Jusqu’ici, la communauté scientifique avait conclu que la plus grande extinction du vivant de notre planète, à la fin du Permien, avait été entrainée par des éruptions volcaniques. Toutefois, des chercheurs mettent en avant l’existence de phénomènes El Niño qui auraient aussi eu une place centrale dans cette extinction.

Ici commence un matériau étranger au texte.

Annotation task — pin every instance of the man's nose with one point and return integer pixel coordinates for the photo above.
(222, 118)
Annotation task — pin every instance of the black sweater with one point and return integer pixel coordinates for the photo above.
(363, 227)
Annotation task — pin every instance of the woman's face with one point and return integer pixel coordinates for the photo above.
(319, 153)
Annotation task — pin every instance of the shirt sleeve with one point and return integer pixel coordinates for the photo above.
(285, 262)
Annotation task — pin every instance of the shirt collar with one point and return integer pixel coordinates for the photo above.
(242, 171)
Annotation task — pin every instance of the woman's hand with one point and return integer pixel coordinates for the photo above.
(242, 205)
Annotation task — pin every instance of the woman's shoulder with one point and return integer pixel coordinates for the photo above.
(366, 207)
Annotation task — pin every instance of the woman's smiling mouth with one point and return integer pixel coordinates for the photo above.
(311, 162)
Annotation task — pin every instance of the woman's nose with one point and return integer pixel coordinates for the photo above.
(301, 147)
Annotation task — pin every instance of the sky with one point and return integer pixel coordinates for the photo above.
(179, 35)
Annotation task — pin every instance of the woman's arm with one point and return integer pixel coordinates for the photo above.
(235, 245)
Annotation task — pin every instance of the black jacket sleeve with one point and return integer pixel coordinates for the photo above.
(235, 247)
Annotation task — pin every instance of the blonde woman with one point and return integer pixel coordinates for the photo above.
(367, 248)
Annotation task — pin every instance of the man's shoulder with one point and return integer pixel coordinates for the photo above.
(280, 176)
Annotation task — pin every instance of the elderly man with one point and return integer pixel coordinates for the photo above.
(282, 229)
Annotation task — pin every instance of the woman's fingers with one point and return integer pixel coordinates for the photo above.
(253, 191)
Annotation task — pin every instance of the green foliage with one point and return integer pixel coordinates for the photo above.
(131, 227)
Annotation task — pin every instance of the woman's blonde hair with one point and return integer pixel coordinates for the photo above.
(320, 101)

Entre le Permien et le Trias, soit il y a environ 250 millions d’années, la Terre vivait sa troisième grande crise du vivant. C’est aussi la période d’extinction la plus dévastatrice puisqu’environ 95 % des espèces marines et 70 % des espèces terrestres ont disparu, en l’espace de 30 000 ans environ. Les causes profondes de cette catastrophe sont encore assez floues et régulièrement débattues par les chercheurs. Jusqu’à aujourd’hui, la piste principale envisagée lie cette extinction aux épisodes volcaniques intenses des Trapps de Sibérie, qui auraient drastiquement réchauffé la planète. Pourtant, selon une équipe de chercheurs, une inadéquation subsiste entre cette piste unique et le calendrier des pertes animales et végétales. Il existerait donc, selon eux, un autre mécanisme de destruction qui aurait agi en parallèle. L’étude a été publiée dans la revue Science.

Des épisodes volcaniques majeurs

Il y a 250 millions d’années, la configuration de la Terre était bien différente de celle que nous connaissons aujourd’hui. En effet, les terres émergées (nos continents) étaient « fusionnées » en un supercontinent appelé Pangée et ce dernier était entouré d’une vaste étendue océanique appelée Panthalassa. En outre, il existait, au centre de la Pangée, une très grande mer nommée Téthys.   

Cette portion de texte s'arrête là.